Experimental Findings

The paper's experiments conducted on the Phi-2 model demonstrate the efficacy of the early exit strategy. The experiment places early exit heads at regular intervals (after layers 6, 12, 18, and 24) within the 32-layer transformer model. Different configurations were tested to fine-tune the loss function and initialization strategies for early exit heads:

Low Entropy Penalty ( $\lambda$ = 0.1): Higher accuracy with slightly reduced entropy.
High Entropy Penalty ( $\lambda$ = 0.95): Balanced accuracy with significantly increased entropy.
Copied Head Initialization Without Penalty: Generates high accuracy but insufficient entropy.
Copied Head Initialization With Penalty ( $\lambda$ = 0.95): Accomplishes moderate accuracy and entropy.

The results indicate that the combination of high penalty and newly initialized heads provides a good balance of high accuracy with useful entropy levels, facilitating effective early exits without substantial loss in model performance.

Performance Impact

The paper reports that the early exit mechanism preserves the model's accuracy while offering substantial computational savings. This is evident from the results on benchmarks like MMLU, where performance remains relatively stable across varying epsilon values. However, other benchmarks (e.g., Hellaswag and Winogrande) do show performance degradation at lower epsilon values, indicating that task-specific calibration is crucial for maintaining overall efficiency gains.
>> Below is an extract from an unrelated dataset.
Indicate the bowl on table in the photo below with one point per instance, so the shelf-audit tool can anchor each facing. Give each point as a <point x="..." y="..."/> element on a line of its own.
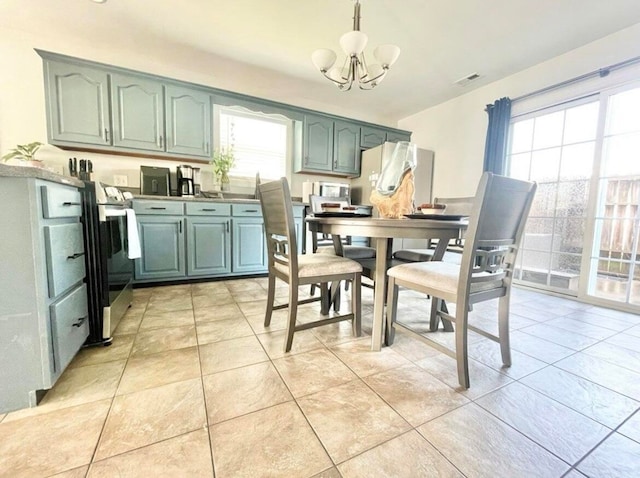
<point x="432" y="208"/>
The overall speedup, especially at lower epsilon levels, demonstrates the method's potential in reducing inference time significantly. By exiting early for a large proportion of tokens, computational resources are utilized more efficiently, making this approach highly beneficial for real-time language processing in resource-constrained environments.

Implications and Future Directions

The implications of this research are manifold. The practical usability of LLMs can be greatly enhanced by accelerating their inference speeds, which is particularly advantageous for applications requiring real-time processing, such as conversational AI and machine translation in mobile devices. The modular nature of the proposed enhancement ensures that it can be integrated into a wide range of pre-trained models with minimal adjustments.
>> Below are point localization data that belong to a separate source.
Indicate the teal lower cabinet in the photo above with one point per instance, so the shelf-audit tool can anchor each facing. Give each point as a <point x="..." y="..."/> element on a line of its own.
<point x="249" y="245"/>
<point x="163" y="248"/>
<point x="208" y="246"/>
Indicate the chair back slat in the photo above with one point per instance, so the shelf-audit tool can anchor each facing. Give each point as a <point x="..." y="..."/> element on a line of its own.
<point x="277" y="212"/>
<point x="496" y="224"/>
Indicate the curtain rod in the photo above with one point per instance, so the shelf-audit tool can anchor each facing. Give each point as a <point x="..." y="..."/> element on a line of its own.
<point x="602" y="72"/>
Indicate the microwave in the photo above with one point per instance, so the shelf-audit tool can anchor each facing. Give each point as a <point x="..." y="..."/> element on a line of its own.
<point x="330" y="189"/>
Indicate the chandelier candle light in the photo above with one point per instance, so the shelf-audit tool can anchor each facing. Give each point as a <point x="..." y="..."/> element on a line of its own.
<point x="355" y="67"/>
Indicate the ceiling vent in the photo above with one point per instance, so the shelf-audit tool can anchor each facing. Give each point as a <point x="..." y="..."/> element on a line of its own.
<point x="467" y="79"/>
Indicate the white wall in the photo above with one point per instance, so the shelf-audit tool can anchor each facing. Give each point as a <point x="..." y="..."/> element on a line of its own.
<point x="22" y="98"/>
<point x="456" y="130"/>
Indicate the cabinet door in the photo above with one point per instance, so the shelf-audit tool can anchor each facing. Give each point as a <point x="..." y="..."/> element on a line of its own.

Theoretical advancements are also significant. This work contributes to the broader field of model efficiency, emphasizing an approach that retains the integrity of the model’s predictions while reducing computational overhead. This sees potential in shaping future research toward optimizing large model inferences through innovative integration techniques.
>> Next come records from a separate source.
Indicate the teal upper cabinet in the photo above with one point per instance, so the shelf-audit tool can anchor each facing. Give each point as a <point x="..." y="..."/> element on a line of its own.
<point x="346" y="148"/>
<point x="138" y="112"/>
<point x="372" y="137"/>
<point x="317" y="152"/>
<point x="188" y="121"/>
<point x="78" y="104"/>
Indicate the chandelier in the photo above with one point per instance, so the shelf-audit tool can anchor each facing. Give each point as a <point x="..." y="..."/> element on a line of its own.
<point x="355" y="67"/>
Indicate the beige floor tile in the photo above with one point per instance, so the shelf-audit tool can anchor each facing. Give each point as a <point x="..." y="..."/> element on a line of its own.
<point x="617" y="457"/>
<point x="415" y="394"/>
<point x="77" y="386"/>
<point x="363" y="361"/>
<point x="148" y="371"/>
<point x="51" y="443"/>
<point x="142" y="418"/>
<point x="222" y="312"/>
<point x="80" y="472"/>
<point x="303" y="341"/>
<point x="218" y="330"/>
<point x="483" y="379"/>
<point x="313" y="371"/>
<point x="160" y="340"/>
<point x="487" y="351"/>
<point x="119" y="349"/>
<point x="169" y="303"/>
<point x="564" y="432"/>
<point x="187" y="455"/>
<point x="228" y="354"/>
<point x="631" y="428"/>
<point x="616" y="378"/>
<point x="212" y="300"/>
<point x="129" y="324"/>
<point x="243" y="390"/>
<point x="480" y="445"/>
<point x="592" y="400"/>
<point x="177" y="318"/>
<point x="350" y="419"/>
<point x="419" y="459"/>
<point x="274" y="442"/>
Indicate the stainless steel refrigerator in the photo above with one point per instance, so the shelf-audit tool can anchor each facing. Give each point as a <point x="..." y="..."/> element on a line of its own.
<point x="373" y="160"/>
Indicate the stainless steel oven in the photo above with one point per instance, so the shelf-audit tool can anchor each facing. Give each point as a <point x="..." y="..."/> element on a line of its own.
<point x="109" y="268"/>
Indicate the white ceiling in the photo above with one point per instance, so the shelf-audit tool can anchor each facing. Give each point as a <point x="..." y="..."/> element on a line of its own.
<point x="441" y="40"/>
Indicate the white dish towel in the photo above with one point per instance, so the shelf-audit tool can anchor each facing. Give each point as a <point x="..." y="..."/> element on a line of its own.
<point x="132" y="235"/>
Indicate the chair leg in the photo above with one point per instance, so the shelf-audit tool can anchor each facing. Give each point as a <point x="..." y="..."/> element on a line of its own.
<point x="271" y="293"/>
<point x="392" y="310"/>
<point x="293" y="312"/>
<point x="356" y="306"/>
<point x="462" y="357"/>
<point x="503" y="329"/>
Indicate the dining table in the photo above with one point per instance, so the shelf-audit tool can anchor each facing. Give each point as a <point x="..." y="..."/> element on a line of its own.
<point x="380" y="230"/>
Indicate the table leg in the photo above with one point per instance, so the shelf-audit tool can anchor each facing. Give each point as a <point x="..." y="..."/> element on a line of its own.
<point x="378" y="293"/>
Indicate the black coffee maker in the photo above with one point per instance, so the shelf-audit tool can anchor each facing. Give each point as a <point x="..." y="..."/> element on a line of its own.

Future research could extend this approach by exploring its adaptability across larger, more complex LLMs. It could also involve refining the calibration and confidence metrics tailored to diverse application domains or identifying alternative early exit strategies that might offer further efficiency improvements.

In conclusion, Valade et al.'s method for integrating self-supervised early exits into transformer architectures presents a promising path forward in optimizing the inference efficiency of LLMs, balancing the complex trade-offs between speed and accuracy without additional labeled data requirements. This advancement offers a significant step towards making high-performing LLMs more accessible and practical for a broader range of applications.